1. Make git repack, by default, check for a gc.pid file (using the same
logic as git gc itself does).
2. Provide a --force option to git repack to ignore said check.
3. Make git gc provide that --force option when it calls repack under
its own lock.

This came up because Gitlab runs a repack after every N pushes and a gc
after every M commits, where M >> N.  Sometimes, when pushes come in
rapidly, the repack catches the still-running gc and the above badness
happens.  At least, that's my understanding: I don't run our Gitlab
servers, but I talked to the person who does and that's what he said.

Of course, Gitlab could do its own locking, but the general approach
seems like it would help other folks too.

^ permalink raw reply	[flat|nested] 7+ messages in thread

* Re: Simultaneous gc and repack
  2017-04-13 17:31 Simultaneous gc and repack David Turner
@ 2017-04-13 18:03 ` Jacob Keller
  2017-04-13 18:08   ` Martin Fick
  0 siblings, 1 reply; 7+ messages in thread
From: Jacob Keller @ 2017-04-13 18:03 UTC (permalink / raw)
  To: David Turner; +Cc: Git mailing list, Christian Couder

On Thu, Apr 13, 2017 at 10:31 AM, David Turner <novalis@novalis.org> wrote:
> Git gc locks the repository (using a gc.pid file) so that other gcs
> don't run concurrently.
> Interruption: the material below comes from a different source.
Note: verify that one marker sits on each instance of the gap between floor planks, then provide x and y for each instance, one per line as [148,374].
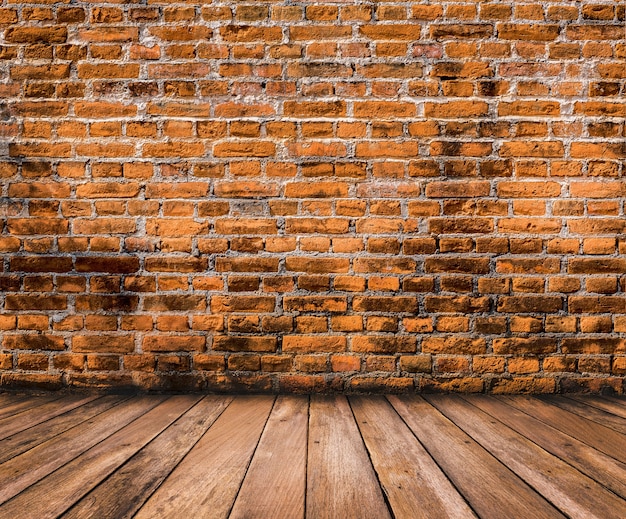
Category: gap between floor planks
[324,456]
But git repack doesn't respect this lock, so
> it's possible to have a repack running at the same time as a gc.  This
> makes the gc sad when its packs are deleted out from under it with:
> "fatal: ./objects/pack/pack-$sha.pack cannot be accessed".  Then it
> dies, leaving a large temp file hanging around.
>
> Does the following seem reasonable?
>
> 1. Make git repack, by default, check for a gc.pid file (using the same
> logic as git gc itself does).
> 2. Provide a --force option to git repack to ignore said check.
> 3. Make git gc provide that --force option when it calls repack under
> its own lock.
>

What about just making the code that calls repack today just call gc
instead? I guess it's more work if you don't strictly need it but..?

Thanks,
Jake

> This came up because Gitlab runs a repack after every N pushes and a gc
> after every M commits, where M >> N.  Sometimes, when pushes come in
> rapidly, the repack catches the still-running gc and the above badness
> happens.  At least, that's my understanding: I don't run our Gitlab
> servers, but I talked to the person who does and that's what he said.
>
> Of course, Gitlab could do its own locking, but the general approach
> seems like it would help other folks too.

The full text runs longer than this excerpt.